I make no apology for reposting a post from April when we visited Hiroshima. Today we remember the bomb which devastated Hiroshima seventy years ago, but for the victims, survivors and their families they re-live this day, every day. Sadly, in wars attrocities are committed by all sides and certainly millions of people suffered extreme cruelty at the hands of the Japanese army. However, this was a most terrible price for the citizens of Hiroshima and Nagasaki to pay, and I can’t help but wonder whether things could have been done differently to achieve the surrender of Japan, which was being negotiated.
Our day started with a trip into the city, mostly rebuilt after 1945, where the Sakura (cherry blossom) was beginning to come into full bloom.
We began with the castle, which was devastated in the nuclear bombing. One tower was rebuilt in the 1950’s.
Words cannot adequately describe the feeling of visiting the A-Bomb Dome, Peace Park and Museum, so I’ll let a few of our photographs speak for us. The testimony of the survivors was very moving.
The dome is in the process of being surveyed…
Part of a beautiful cylindrical mosaic inside the memorial.
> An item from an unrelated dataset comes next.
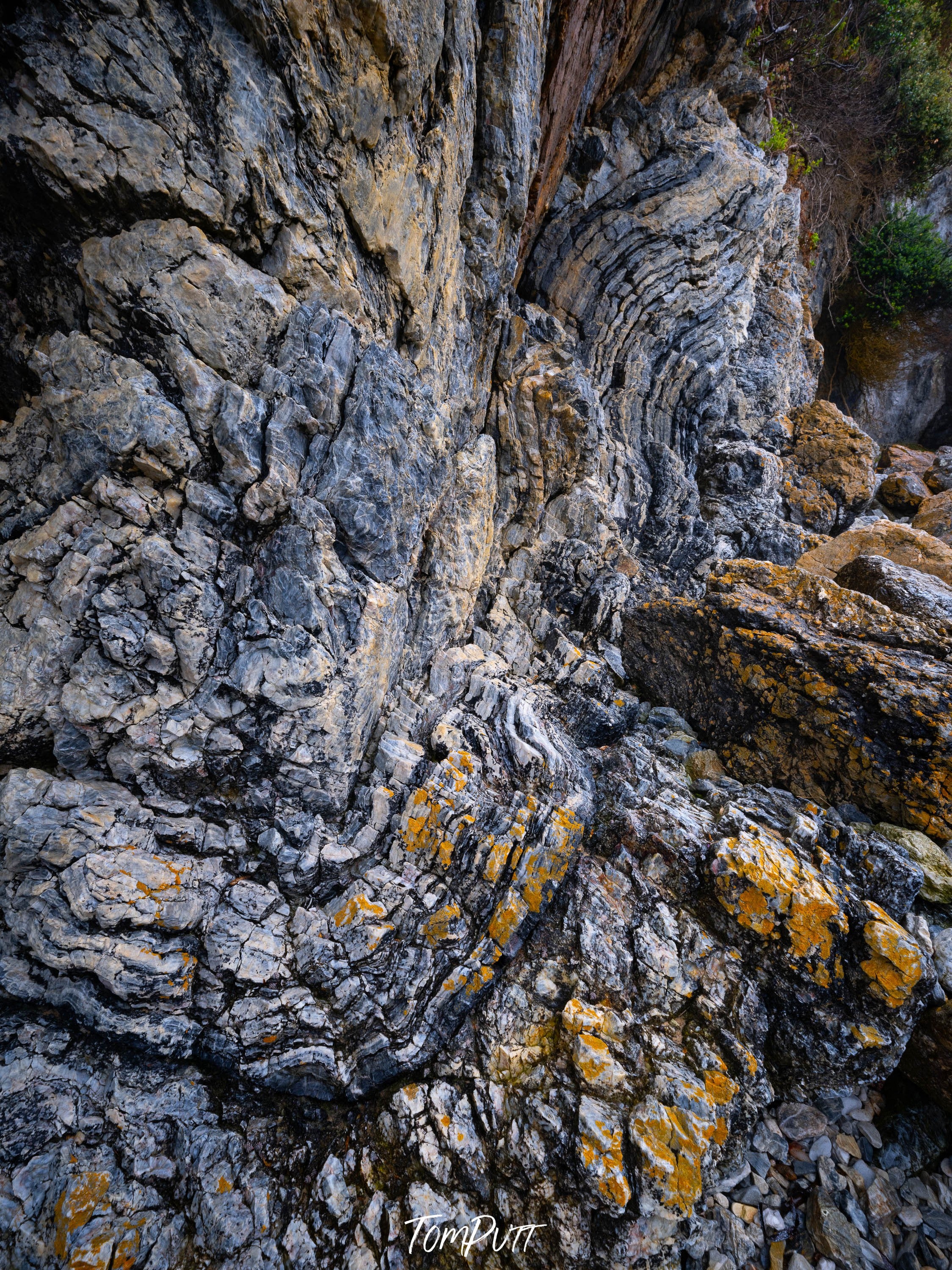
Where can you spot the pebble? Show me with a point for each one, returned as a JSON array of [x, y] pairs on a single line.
[[847, 1142], [745, 1212], [800, 1121]]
Each tile of the mosaic represents a person who died in the aftermath of the bombing.
A young girl who developed leukaemia following the bombing believed the story that if you were to fold a thousand paper cranes your wish would come true. As she struggled with her illness she folded over fifteen hundred. Sadly her wish didn’t come true and they were given out at her funeral. They have now become a symbol of peace and every person entering the Memorial is given a tiny paper crane.
It didn’t seem right to take any photographs inside the museum. The reconstuctions reminded me of Oradour sur Glane.